Use of uninitialized value in pattern match (m//) at /usr/local/nagios/libexec/process_perfdata.pl line 210, <PDFILE> line 24917.
Use of uninitialized value in concatenation (.) or string at /usr/local/nagios/libexec/process_perfdata.pl line 216, <PDFILE> line 24917.
Use of uninitialized value in concatenation (.) or string at /usr/local/nagios/libexec/process_perfdata.pl line 216, <PDFILE> line 24917.
Use of uninitialized value in substitution (s///) at /usr/local/nagios/libexec/process_perfdata.pl line 219, <PDFILE> line 24917.
Use of uninitialized value in substitution (s///) at /usr/local/nagios/libexec/process_perfdata.pl line 220, <PDFILE> line 24917.
Use of uninitialized value in substitution (s///) at /usr/local/nagios/libexec/process_perfdata.pl line 221, <PDFILE> line 24917.

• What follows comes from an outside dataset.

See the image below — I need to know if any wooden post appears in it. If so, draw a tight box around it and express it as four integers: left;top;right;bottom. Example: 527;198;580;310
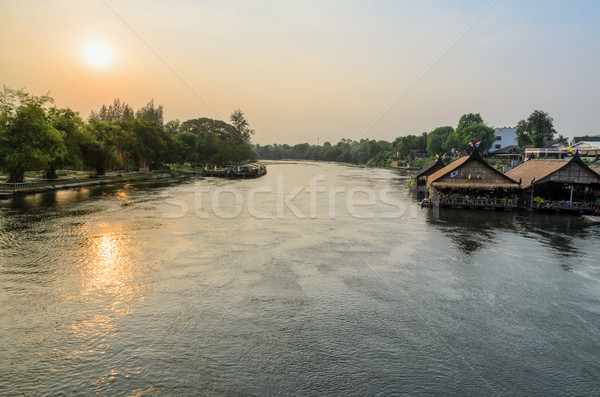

Re: Blank Performance Reports

Posted: Tue Mar 05, 2013 3:27 pm
by abrist
kotterbein wrote: [03-05-2013 14:50:12] NPCD: ERROR: Executed command exits with return code '7'
[03-05-2013 14:50:12] NPCD: ERROR: Command line was '/usr/local/nagios/libexec/process_perfdata.pl -n -b /ramdisk/spool/perfdata//host-perfdata.1362511776'
Check/fix the permissions for the perfdata folder:

Code: Select all

chmod -R +x /usr/local/nagios/share/perfdata
Also, take a look at the /usr/local/nagios/var directory, and make sure everything is owned nagios.nagios, and permissions are at least 0664 on all files.

Re: Blank Performance Reports

Posted: Tue Mar 05, 2013 3:44 pm
by kotterbein
permissions all look fine. I upped the timeout on the process_perfdata.pl script- looks like it is chomping on it for a while, and timesout:

Code: Select all

10974 nagios    17   0  127m 5332 2428 R 96.2  0.0   3:05.18 process_perfdat
I upped the timeout to 1600 seconds to see if it will go through it, but the file it's processing is rather large, assuming it would take a while:

Code: Select all

-rw-r--r-- 1 nagios nagios 235M Mar  5 15:43 host-perfdata.1362511776

Re: Blank Performance Reports

Posted: Tue Mar 05, 2013 4:41 pm
by abrist
hmmm. That seems excessively large.

Re: Blank Performance Reports

Posted: Tue Mar 05, 2013 4:58 pm
by kotterbein
looks good now- I did a reboot, cleared the ramdisk of prior data, and am now seeing data- I think there was just too much for it to handle.

Re: Blank Performance Reports

Posted: Tue Mar 05, 2013 5:15 pm
by abrist
Sounds good. You should watch the number and size of files that collect there. They *should* get reaped fairly quickly.